While Fox Newsies never seem to turn down an opportunity to divide our country into “makers and takers,” it seems that the children of the makers are automatically in that category by virtue of their birth. The talking heads love to argue about the importance of independence and not taking handouts but I never hear them saying that children of the wealthy should forego trust funds and learn the virtues of being self-supporting. In fact, when it comes to estate taxes, some might say these one percenters think that passing along all their money to their heirs is an entitlement. Fox & Friends made that clear today when they tried to argue that a group of super-wealthy Americans, including Warren Buffett and Richard Rockefeller, were somehow trying to soak the middle class “strivers” by arguing for higher taxes on estates worth more than $2 million.
“Are they really looking out for your children and their inheritance or just trying to make a quick buck?” Steve Doocy asked suggestively.
The “quick buck” apparently, was the money Buffett supposedly stands to gain by Americans sheltering their assets in his life insurance companies if the rates go up. But not even Stuart Varney, who acted as though $2 million estates are middle class, could deliver a full-throated argument that that was behind the impetus.
What they want is a $2 million exclusion. In other words, every dollar in your estate above $2 million will be taxed at a 45% rate… That is an extremely low exclusion rate. So it captures an awful lot of people. 500,000 family farms, for example, may well be caught with that kind of estate tax level.

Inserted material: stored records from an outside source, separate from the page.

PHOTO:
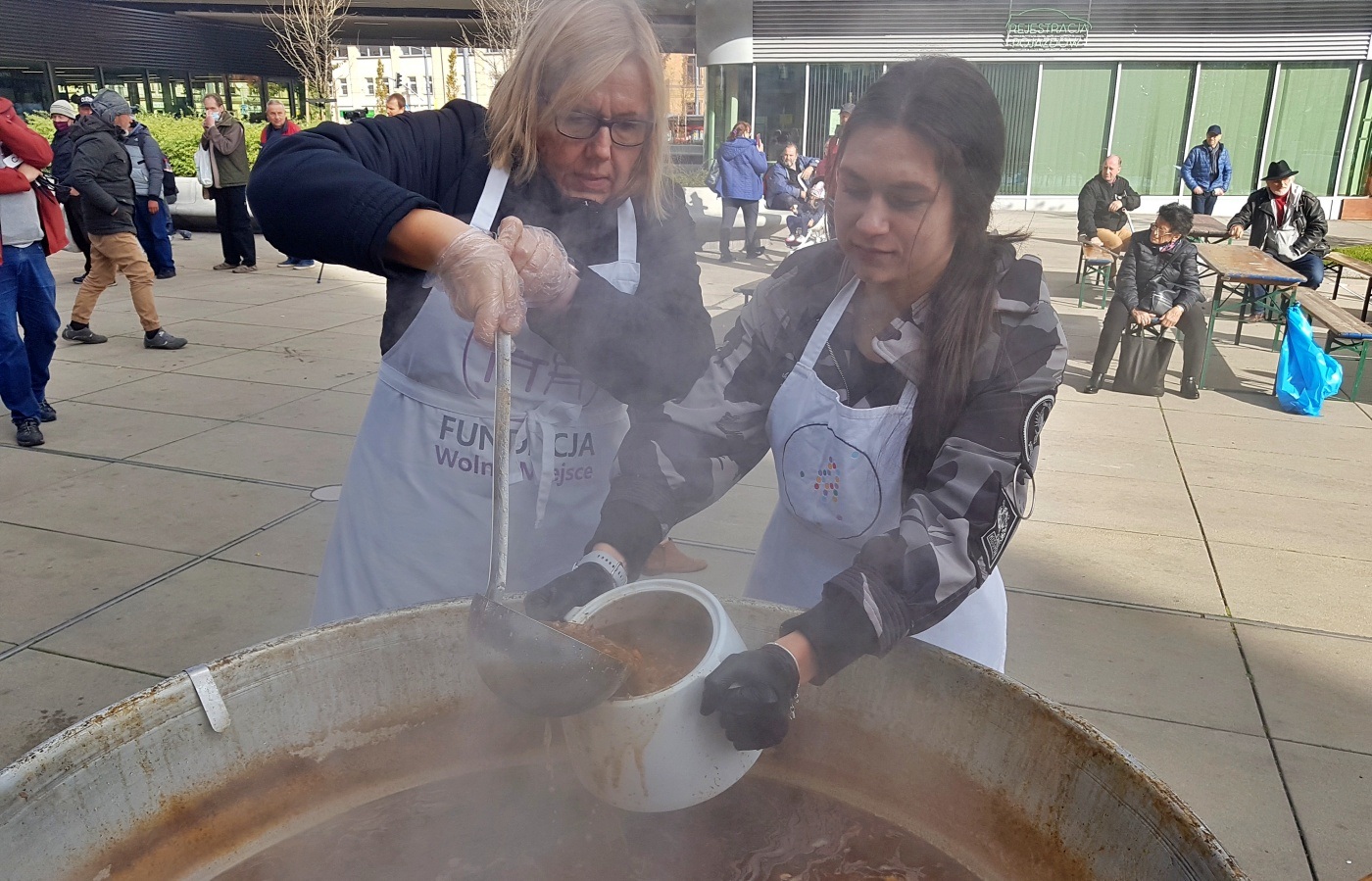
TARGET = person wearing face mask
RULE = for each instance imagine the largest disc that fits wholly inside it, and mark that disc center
(103, 173)
(548, 217)
(1287, 222)
(901, 377)
(64, 147)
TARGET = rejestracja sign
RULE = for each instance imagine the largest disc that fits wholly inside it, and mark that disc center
(1046, 29)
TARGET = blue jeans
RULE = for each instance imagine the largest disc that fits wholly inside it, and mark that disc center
(27, 294)
(153, 233)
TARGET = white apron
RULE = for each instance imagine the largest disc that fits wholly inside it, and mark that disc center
(839, 475)
(415, 516)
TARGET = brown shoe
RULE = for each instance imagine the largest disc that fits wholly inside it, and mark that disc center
(669, 559)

Or maybe not. Forbes, hardly a liberal publication, said in an article about the proposal:
The (Buffett, et al.) group rejects claims made by opponents about the estate tax’s impact on small businesses and farms. Only 40 small farms and businesses are expected to pay any estate tax in 2012 according to the Tax Policy Center, and those that would pay it will pay only 3.1% of the estate’s value on average. And in most of those cases, they have enough liquid assets to easily pay the estate tax without having to touch the farm. Also, if they are cash-strapped, provisions in the law allow them to pay any tax liability over a 15-year period. Even in 2001, when there was only a $2 million per couple exemption, the Farm Bureau could not cite a single example of a farm being sold to pay the estate tax.
Not that anyone else picked that up. They listened attentively as Varney argued that Buffett and others would find ways to get around the taxes they were proposing.
And then Varney and company revealed what it’s probably really all about: they think that “makers” shouldn’t have to give their money to the undeserving 47% “takers.”
Varney asked, "Why shouldn’t all us strivers who try to make some money, why shouldn’t we pass it along to our children? We worked for it. Why can’t we do that? …Is this America or what?"
Doocy agreed. “Absolutely… I’m with ya!”